Power for Logistic Regression

Sample Size & Power

power

logistic-regression

odds-ratio

epv

Sample size for logistic regression: events per variable, odds-ratio detection, and simulation

Published

April 17, 2026

Introduction

Power analysis for logistic regression is less standardised than for linear models. Three approaches: (1) events-per-variable rule of thumb, (2) closed-form formulas for a single predictor, (3) simulation for complex models.

Prerequisites

Logistic regression, odds ratio, events-per-variable (EPV).

Theory

EPV rule (Peduzzi et al.): at least 10 events per predictor coefficient is a working minimum. Harrell’s 20 EPV is safer.

Single-predictor formula (Demidenko 2007) uses \(\log(OR)\) and the baseline event rate:

\[n = \frac{(z_{1-\alpha/2} + z_{1-\beta})^2}{p_0(1 - p_0) \log^2(OR) \cdot \sigma_X^2 / \pi(1 - \pi)},\]

with simplifications for dichotomous \(X\).

Simulation: specify the full data-generating process, fit the intended model, compute power across many replicates.
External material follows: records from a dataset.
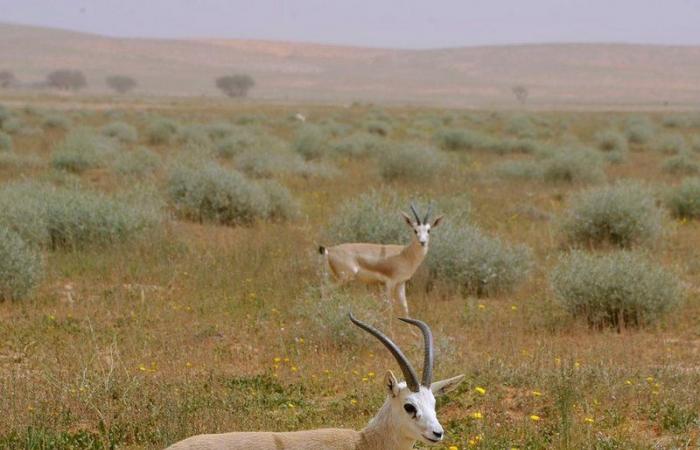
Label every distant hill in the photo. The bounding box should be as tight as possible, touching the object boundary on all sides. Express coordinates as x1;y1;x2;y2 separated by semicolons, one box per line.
0;24;700;107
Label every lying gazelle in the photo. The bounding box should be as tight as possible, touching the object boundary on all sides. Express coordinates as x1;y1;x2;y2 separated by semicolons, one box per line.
169;314;464;450
318;205;443;316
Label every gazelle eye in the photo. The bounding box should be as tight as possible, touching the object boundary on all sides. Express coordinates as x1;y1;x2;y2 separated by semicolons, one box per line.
403;403;416;417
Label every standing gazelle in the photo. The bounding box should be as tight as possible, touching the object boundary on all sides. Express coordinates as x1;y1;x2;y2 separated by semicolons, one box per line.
319;204;443;316
169;314;464;450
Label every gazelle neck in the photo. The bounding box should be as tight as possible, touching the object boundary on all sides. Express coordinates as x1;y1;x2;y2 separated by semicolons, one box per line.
358;398;420;450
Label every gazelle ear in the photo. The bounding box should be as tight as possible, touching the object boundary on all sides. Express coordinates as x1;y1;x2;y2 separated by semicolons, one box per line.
384;370;400;397
430;375;464;397
401;211;413;228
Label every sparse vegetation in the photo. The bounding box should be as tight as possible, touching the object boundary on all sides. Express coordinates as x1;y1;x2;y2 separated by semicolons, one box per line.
0;226;43;300
102;122;139;144
46;69;87;91
51;129;116;173
105;75;138;94
666;177;700;219
561;182;664;248
379;143;447;181
551;251;683;329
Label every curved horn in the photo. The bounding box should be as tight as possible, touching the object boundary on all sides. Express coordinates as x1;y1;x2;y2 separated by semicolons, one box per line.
411;203;421;225
348;313;420;392
399;317;434;388
423;203;433;223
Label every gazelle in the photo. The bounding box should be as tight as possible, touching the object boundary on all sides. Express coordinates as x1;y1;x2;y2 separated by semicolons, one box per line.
318;204;443;316
169;314;464;450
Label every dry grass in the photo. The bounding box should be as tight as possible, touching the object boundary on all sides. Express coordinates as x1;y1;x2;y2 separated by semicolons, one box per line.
0;100;700;449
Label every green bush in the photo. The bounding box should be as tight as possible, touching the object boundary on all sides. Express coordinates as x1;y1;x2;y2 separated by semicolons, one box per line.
550;251;683;329
0;131;12;152
168;163;296;225
324;191;410;244
434;129;495;150
561;182;664;247
661;151;700;175
0;183;163;249
654;134;687;154
51;129;116;173
494;161;542;180
114;147;162;177
146;118;178;145
292;125;326;161
666;177;700;219
331;133;387;158
42;113;70;130
102;122;139;144
365;120;391;137
427;221;533;297
540;148;605;183
625;116;654;144
0;226;43;300
594;130;627;162
379;144;447;181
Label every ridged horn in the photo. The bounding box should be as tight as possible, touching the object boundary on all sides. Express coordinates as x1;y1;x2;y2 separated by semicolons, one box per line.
411;203;421;225
348;313;420;392
399;317;434;388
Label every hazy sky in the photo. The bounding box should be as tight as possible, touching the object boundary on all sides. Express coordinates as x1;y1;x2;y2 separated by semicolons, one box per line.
0;0;700;48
More reliable than formulas for multiple predictors.

Assumptions

Binary outcome.
Logit-linear predictors.
Sufficient separation of groups.

R Implementation

library(WebPower)

# Single dichotomous predictor: baseline event rate p0 = 0.2, OR = 1.5
wp.logistic(n = NULL, p0 = 0.2, p1 = 0.2 * 1.5 / (1 + 0.2 * (1.5 - 1)),
            alpha = 0.05, power = 0.80,
            family = "Bernoulli", parameter = NULL, alternative = "two.sided")

# Continuous predictor: detect OR = 1.5 per 1-SD increase
wp.logistic(n = NULL, p0 = 0.2, p1 = 0.2,
            alpha = 0.05, power = 0.80,
            family = "normal",
            alternative = "two.sided",
            parameter = log(1.5))

# EPV rule: 15 predictors, min events = 10*15 = 150
# If baseline event rate is 0.20: n = 150 / 0.20 = 750

Output & Results

Detecting a modest OR of 1.5 typically requires hundreds of observations; continuous predictors need somewhat less \(n\) than dichotomous, given comparable effect magnitude.

Interpretation

“To detect an OR of 1.5 per unit of the standardised predictor at 80 % power and two-sided \(\alpha = 0.05\), 250 participants are required (assuming 20 % baseline event rate).”

Practical Tips

Prefer simulation over formulas when predictors are correlated or the model is complex.
Rare-event outcomes dramatically inflate required \(n\); power is approximately symmetric around \(p_0 = 0.5\).
For ordinal or multinomial logistic, scale up by roughly \(k - 1\) (number of contrasts).
Penalised logistic (ridge, Firth) handles small samples with separation.
Missing data and measurement error further increase required \(n\).